3. 服务器通过以下三个基本方式公开特定的工具或数据源：

• 工具：模型可以执行的操作。“发送 Slack 消息。”“创建 Jira 工单。”“查询数据库。”
• 资源：模型可以读取的数据。“此文件的内容。”“#engineering 频道中的最新 50 条消息。”“此数据库的模式。”
• 提示：可重用的模板，整合了用于常见工作流程的工具和资源。“总结今天的 Slack 活动并创建站会报告。”

    该协议本身使用 JSON-RPC 2.0。如果您使用过语言服务器协议（为 VS Code 中所有编程语言提供自动补全功能的基础协议），那么 MCP 正是直接受其启发而设计的。理念相同：使用一个协议来规范一类应用程序与一类工具之间的连接方式。

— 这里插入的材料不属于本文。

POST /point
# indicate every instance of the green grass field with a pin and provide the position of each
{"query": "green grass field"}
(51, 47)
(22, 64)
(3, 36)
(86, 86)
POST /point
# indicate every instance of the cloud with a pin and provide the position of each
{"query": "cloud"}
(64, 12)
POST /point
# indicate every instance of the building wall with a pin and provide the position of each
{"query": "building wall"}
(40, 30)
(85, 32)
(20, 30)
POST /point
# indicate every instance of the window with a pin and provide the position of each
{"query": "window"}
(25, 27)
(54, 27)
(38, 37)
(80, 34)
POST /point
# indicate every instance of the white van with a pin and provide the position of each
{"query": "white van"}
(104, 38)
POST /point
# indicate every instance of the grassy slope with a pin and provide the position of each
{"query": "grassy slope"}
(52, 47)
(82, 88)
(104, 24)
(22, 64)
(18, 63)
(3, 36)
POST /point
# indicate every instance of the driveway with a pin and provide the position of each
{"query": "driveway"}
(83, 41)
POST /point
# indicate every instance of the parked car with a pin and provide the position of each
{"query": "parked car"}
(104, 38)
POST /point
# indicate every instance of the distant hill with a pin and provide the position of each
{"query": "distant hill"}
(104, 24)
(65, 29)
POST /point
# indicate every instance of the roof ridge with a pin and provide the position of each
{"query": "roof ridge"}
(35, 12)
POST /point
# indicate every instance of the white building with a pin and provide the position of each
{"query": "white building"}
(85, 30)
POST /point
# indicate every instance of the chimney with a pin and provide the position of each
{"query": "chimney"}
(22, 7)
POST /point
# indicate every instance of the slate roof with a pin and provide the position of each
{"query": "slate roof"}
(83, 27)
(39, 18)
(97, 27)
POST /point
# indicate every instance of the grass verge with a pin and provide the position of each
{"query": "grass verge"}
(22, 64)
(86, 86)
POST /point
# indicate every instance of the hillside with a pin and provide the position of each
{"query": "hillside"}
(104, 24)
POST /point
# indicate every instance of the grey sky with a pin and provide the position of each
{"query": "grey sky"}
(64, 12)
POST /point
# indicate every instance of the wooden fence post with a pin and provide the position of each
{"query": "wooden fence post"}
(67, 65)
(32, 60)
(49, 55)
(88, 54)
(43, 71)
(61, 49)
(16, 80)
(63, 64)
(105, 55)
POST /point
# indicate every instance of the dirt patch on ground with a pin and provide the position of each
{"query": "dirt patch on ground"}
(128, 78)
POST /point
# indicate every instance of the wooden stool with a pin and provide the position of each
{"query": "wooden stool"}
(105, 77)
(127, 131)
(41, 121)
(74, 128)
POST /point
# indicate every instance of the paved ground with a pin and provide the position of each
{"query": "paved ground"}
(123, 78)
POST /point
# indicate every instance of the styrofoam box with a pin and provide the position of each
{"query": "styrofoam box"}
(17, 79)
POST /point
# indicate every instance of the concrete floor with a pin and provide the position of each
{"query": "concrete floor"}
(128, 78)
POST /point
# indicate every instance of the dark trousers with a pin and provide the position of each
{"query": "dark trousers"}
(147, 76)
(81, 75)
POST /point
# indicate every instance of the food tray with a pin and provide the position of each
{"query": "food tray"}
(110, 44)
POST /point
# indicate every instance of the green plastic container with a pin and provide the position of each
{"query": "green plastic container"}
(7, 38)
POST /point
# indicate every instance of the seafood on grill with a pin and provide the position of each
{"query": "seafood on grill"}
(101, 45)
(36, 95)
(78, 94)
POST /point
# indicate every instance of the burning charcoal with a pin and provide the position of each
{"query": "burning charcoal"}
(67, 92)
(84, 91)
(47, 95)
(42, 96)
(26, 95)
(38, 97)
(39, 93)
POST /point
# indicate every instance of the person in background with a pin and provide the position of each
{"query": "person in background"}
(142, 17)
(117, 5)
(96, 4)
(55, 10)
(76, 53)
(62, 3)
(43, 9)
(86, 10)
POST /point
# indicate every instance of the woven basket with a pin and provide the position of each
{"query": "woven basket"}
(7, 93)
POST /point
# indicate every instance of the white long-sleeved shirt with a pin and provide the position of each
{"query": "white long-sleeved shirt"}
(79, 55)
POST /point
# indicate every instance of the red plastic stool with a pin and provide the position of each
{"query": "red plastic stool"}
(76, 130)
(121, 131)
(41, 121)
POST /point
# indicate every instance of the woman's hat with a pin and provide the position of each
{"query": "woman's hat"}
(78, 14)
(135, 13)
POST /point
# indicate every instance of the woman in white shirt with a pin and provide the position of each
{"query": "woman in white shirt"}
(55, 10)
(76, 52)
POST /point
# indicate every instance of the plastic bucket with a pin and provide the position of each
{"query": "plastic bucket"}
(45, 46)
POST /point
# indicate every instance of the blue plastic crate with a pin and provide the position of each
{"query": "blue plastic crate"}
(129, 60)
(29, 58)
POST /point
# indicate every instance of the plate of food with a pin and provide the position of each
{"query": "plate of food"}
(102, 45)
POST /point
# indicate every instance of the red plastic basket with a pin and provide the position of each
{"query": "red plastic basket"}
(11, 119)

    以下是用 Python 编写的最小 MCP 服务示例：

from mcp.server import Server 

import mcp.types as types 

 

server = Server( "weather" ) 

 

@server.list_tools() 

async def list_tools (): 

    return [types.Tool( 

        name= "get_weather" , 

        description= "获取城市当前天气" , 

        inputSchema={ 

            "type" : "object" , 

            "properties" : { 

                "city" : { "type" : "string" } 

            }, 

            "required" : [ "city" ] 

        } 

    )] 

 

@server.call_tool() 

async def call_tool ( name: str , arguments: dict ): 

    if name == "get_weather" : 

        # 在这里编写实际的天气 API 调用

        return f" {arguments[ 'city' ]}中的天气：72°F，晴朗"

 

    就是这样。这个服务器兼容 Claude、ChatGPT、Cursor、Gemini 以及任何未来支持 MCP 协议的型号。你只需要写一次。

    MCP 规范大量借鉴了语言服务器协议 (LSP)，后者解决了编辑器中编程语言支持的 N×M 难题。在 LSP 出现之前，每个编辑器都需要为每种语言定制插件。LSP 出现后，语言服务器可以通用。MCP 将同样的模式应用于 AI 工具集成。如果您正在构建服务器，那么官方规范值得一读。

 

谁能使用它（所有人）

    MCP不再是Anthropic公司的协议，而是整个行业的协议。发布仅12个月，OpenAI、谷歌和微软就都采用了它。2025年12月，Anthropic将MCP捐赠给了Linux基金会旗下的Agentic AI基金会，该基金会由Anthropic与OpenAI和Block共同创立。截至2026年初，MCP的SDK月下载量已达9700万次，拥有数万个社区构建的服务器，并且在ChatGPT、Claude、Cursor、Gemini、Copilot和VS Code等工具中均有原生支持。The New Stack杂志称其为科技史上普及速度最快的协议之一。

 

可能出现的问题（哪些方面被过度炒作）

    MCP 的普及速度令人瞩目，但其安全性方面也存在巨大风险。

    1. 工具投毒攻击。攻击者可以将隐藏指令嵌入 MCP 工具的元数据中，这些指令对用户不可见，但会被 AI 模型使用。在受控测试中，当AI Agent启用自动批准功能时，工具投毒攻击的成功率高达 84% 。这种攻击甚至不需要调用被投毒的工具。只需将其加载到上下文中，模型就能执行其中隐藏的指令。OWASP 发布了针对 MCP 的十大安全漏洞报告来应对这一问题。

    2. 该生态系统尚不成熟。43 % 的公共 MCP 服务器存在命令注入漏洞。热门软件包 mcp-remote 中的一个严重 OAuth 漏洞 (CVE-2025-6514) 在修复前影响了超过 55.8 万次安装。社区已构建了数万台服务器，但质量参差不齐。需要像对待浏览器扩展程序一样对待 MCP 服务器：仅安装所需组件，并确保其来自可信来源，同时定期进行审核。

    3. 上下文窗口的成本是隐藏的。你连接的每个 MCP 服务器都会将其工具定义添加到模型的上下文窗口中。连接 10 个服务器，每个服务器 5 个工具，那么在用户开口之前，你已经消耗了相当于 50 个工具描述的令牌。Cursor 正是出于这个原因将工具数量限制在 30 个。Cloudflare 的“代码模式”方法，即代理按需发现工具而不是预先加载所有定义，据称可以节省 98% 的令牌，但会增加延迟。

 

    MCP 的确是一项重要的基础设施。该协议解决了一个实际问题，其普及程度也证明了这一点。但是，“用于人工智能的 USB-C”这种说法虽然朗朗上口，却低估了其安全漏洞。USB-C 并不会让你的手机充电器读取你笔记本电脑的文件系统，而 MCP 服务器却可以而且确实拥有这种访问权限。这种便利性与风险之间的平衡仍在权衡之中。

    MCP 并不会让 AI 模型更智能，也不会提升推理能力或减少幻觉。它的作用在于让后续集成变得免费。第一个 MCP 服务器只需花费一个下午的时间，第二个只需一个小时，而第十个则完全免费，因为每个模型都已经支持该协议。这才是真正的变革：不是更强大的 AI，而是即插即用的 AI。